Le langage a plusieurs formes et couleurs, il utilise différentes sonorités pour produire la parole et le chant. Mais son ambiguïté est dans le risque de la liberté. Il peut avoir une puissance créatrice ou destructrice. Il y a le langage poétique, celui de la gratuité, du don et de la présence. Ce langage premier illumine et engendre à la vie intérieure. Il y a le langage de la prose, celui de la nécessité, celui du donné, de l’utilité, c’est celui de tous les jours. Il y a le langage de l’amitié et de l’amour qui utilise des symboles, des cadeaux qui transforment le donné en don. L’amour n’a pas besoin d’explication pour se vivre et se partager. Un poème d’amour comme le Cantique des cantiques, le cantique de frère Soleil utilise des symboles. Les symboles disent l’indicible, il donne à vivre plus qu’à comprendre.
Notre époque voit proliférer une maladie nihiliste du langage. Ces langages qu’ils soient politiques, religieux, scientifiques ou artistiques se sont souvent détachés du réel. Ils ne se fondent plus sur une expérience première, celle de nos sens. Nous ne touchons plus alors avec tous nos sens ce réel, notre langage est « hors sol ». Il a perdu ce goût de l’essentiel, celui de la vie, de la terre et du travail manuel. Nos paroles partent bien souvent d’axiomes invérifiables et se séparent ainsi du réel et du corps. Ils confisquent la communication humaine au profit de castes de pouvoir, de savoir et de l’avoir avec un discours uniquement anthropocentrique. Après la mort de Dieu, puis celle de l’homme, nous assistons aujourd’hui à la mort du langage. Aux maîtres du soupçon, Marx, Nieitzsche et Freud, ont succédé de nouveaux maîtres, Foucault et Lacan.

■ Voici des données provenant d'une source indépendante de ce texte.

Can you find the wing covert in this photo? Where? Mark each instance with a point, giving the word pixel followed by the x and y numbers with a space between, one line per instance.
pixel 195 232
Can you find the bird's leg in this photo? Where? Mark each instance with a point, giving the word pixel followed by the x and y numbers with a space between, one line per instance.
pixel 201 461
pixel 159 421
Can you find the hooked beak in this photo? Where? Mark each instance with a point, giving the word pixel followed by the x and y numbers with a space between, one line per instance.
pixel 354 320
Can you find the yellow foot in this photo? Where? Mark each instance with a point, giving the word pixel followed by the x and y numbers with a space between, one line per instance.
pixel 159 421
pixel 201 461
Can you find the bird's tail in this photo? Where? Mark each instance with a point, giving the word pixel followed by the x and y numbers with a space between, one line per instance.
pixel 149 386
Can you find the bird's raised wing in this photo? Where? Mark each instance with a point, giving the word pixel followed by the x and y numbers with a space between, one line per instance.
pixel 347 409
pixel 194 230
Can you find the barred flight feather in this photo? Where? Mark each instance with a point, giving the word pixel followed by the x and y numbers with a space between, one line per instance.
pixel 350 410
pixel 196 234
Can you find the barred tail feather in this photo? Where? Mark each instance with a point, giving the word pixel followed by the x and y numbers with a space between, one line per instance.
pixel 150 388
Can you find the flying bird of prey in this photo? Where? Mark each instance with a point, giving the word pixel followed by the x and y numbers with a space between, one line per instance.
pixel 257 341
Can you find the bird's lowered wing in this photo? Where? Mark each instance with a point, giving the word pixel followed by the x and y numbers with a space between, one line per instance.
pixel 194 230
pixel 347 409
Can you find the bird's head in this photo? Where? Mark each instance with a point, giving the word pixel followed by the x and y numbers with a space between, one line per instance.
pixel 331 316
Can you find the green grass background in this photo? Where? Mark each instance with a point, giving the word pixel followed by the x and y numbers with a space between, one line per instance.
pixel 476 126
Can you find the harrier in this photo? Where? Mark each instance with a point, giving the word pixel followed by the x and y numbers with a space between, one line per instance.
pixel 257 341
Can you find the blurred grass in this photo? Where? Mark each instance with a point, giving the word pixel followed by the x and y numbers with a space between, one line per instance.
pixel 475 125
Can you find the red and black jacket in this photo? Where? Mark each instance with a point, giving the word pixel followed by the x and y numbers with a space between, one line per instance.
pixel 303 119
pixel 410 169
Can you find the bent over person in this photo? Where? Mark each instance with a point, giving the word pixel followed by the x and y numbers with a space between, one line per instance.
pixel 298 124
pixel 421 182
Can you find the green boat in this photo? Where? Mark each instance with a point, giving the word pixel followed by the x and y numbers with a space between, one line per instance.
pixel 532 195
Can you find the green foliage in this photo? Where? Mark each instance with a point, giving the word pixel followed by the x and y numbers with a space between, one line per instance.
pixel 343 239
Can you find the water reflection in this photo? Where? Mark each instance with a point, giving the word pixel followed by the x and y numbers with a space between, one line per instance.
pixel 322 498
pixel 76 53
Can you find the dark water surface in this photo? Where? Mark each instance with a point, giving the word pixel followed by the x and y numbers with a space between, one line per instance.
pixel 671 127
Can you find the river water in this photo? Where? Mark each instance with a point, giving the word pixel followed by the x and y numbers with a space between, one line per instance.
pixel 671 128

La magie des mots fait qu’ils peuvent nous enfermer dans la prison des représentations ou, comme le fait merveilleusement Maurice Zundel, nous libérer des choses pour nous ouvrir à un Réel qui dépasse le réel. La parole, née d’un amour ou d’un émerveillement, c’est-à-dire d’une expérience de vie, communique cette vie. Les paroles coupées du réel n’engendrent pas des sujets en dialogue, elles ne s’adressent qu’au monde des choses, ou à des masses d’individus esclaves de leurs passions. De même une parole née de la peur ou du mensonge communique cette peur et enferme dans ce mensonge. Elle nous coupe de l’être et de la vérité. Par-delà le poids des mots et la violence des images, il y a l’expérience de la réalité. Sans dialogue avec l’expérience, les mots comme les images mentent. La réalité seule nous met sur le chemin de la vérité. Notre monde souffre d’une utilisation des images et des mots pour dire autre chose que la réalité. Les images sont détournées par la publicité, la politique ou les religions pour asservir les consommateurs, les électeurs ou les adeptes. Sans distance et sans respect de l’autre, le langage est perverti en objet de manipulation. Le désir dégradé en besoin compulsif asservit et détruit le névrosé. Il est le produit du manque de l’objet du désir, et donc du manque à être ; le désir libère et engendre l’artiste lui-même. Il est celui produit par la jouissance du regard et de la voix qui ouvre à l’émerveillement qui devient désir de l’autre sans fusion ni confusion, dans la distance et le respect inconditionnel.
La parole vraie naît de l’énonciation d’un appel et de ce « oui » à chaque instant au réel de la présence qui nous attend.